Hiernach ist auch bei Tätigkeiten des Klägers in einem anderen Beruf nicht gesichert, dass er nicht mehr mit Cannabiskonsumenten in Berührung kommt. Damit ist eine ausreichende Erfolgswahrscheinlichkeit einer Maßnahme zur Teilhabe am Arbeitsleben nicht gewährleistet.

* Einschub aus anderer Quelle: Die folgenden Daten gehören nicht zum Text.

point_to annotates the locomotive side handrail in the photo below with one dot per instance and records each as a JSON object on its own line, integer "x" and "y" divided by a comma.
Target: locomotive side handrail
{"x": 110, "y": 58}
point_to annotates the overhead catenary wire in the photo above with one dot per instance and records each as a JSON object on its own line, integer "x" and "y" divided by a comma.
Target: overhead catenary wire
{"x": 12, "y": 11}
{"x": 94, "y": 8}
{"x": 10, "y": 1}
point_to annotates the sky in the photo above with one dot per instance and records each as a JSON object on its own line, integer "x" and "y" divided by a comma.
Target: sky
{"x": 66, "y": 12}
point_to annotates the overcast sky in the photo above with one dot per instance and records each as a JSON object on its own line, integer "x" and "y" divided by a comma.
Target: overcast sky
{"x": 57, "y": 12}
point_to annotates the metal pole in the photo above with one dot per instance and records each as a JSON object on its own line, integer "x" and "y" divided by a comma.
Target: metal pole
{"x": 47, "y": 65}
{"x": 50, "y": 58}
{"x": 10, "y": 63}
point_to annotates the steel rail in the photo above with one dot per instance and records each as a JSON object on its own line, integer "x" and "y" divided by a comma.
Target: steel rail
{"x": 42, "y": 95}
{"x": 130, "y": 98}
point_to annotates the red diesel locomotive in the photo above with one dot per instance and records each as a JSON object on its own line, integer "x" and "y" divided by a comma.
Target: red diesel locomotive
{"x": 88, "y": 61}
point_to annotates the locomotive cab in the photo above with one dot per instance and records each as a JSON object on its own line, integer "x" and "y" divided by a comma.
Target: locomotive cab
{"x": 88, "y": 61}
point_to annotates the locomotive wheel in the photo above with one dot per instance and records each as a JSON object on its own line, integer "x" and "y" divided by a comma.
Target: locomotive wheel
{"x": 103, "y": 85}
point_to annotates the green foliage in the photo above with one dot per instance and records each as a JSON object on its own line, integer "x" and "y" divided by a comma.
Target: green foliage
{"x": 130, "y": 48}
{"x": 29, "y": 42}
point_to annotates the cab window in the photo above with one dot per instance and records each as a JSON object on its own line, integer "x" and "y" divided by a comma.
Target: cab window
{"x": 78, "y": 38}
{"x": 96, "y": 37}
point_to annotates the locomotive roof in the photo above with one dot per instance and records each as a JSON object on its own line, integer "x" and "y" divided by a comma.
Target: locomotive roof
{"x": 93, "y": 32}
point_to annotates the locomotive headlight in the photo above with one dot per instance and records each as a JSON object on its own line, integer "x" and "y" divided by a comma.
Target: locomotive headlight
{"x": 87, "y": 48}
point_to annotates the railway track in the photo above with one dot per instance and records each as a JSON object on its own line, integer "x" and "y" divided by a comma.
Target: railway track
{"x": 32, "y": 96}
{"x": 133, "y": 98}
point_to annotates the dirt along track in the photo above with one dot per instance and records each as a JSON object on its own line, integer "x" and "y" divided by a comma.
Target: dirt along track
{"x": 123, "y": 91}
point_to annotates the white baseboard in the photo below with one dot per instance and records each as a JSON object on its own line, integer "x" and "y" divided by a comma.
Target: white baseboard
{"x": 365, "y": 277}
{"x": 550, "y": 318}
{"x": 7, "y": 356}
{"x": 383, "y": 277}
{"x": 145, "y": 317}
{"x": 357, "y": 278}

Die Beklagten hat ihre Verpflichtung durch Gewährung medizinischer Leistungen zur Rehabilitation, nämlich durch die Förderung einer dreimonatigen stationären und einer zwölfmonatigen ambulanten Behandlung, erfüllt und dadurch die Voraussetzung geschaffen, dass der Kläger sowohl in physischer als auch in psychischer Hinsicht über die erforderliche Leistungsfähigkeit für eine Tätigkeit in seinem bisherigen Beruf verfügt.
Durch die von der Beklagten geförderte Maßnahme ist der Kläger in den Stand gesetzt worden, einen Rückfall in den Drogenkonsum mit zumutbarer Willensanstrengung zu vermeiden. Der Erfolg der ihm zuteil gewordenen (medizinischen) Rehabilitation hängt ausschließlich von ihm selbst, insbesondere seiner Willensstärke, ab. Eine weitere Förderung - durch Gewährung von Leistungen zur Teilhabe am Arbeitsleben - kann er aus den dargelegten Gründen von der Beklagten nicht beanspruchen.
Auf die Berufung der Beklagten war daher das angefochtene Urteil aufzuheben und die Klage abzuweisen.
Die Kostenentscheidung beruht auf § 193 Sozialgerichtsgesetz (SGG).
Gründe für die Zulassung der Revision gemäß § 160 Abs. 2 SGG liegen nicht vor.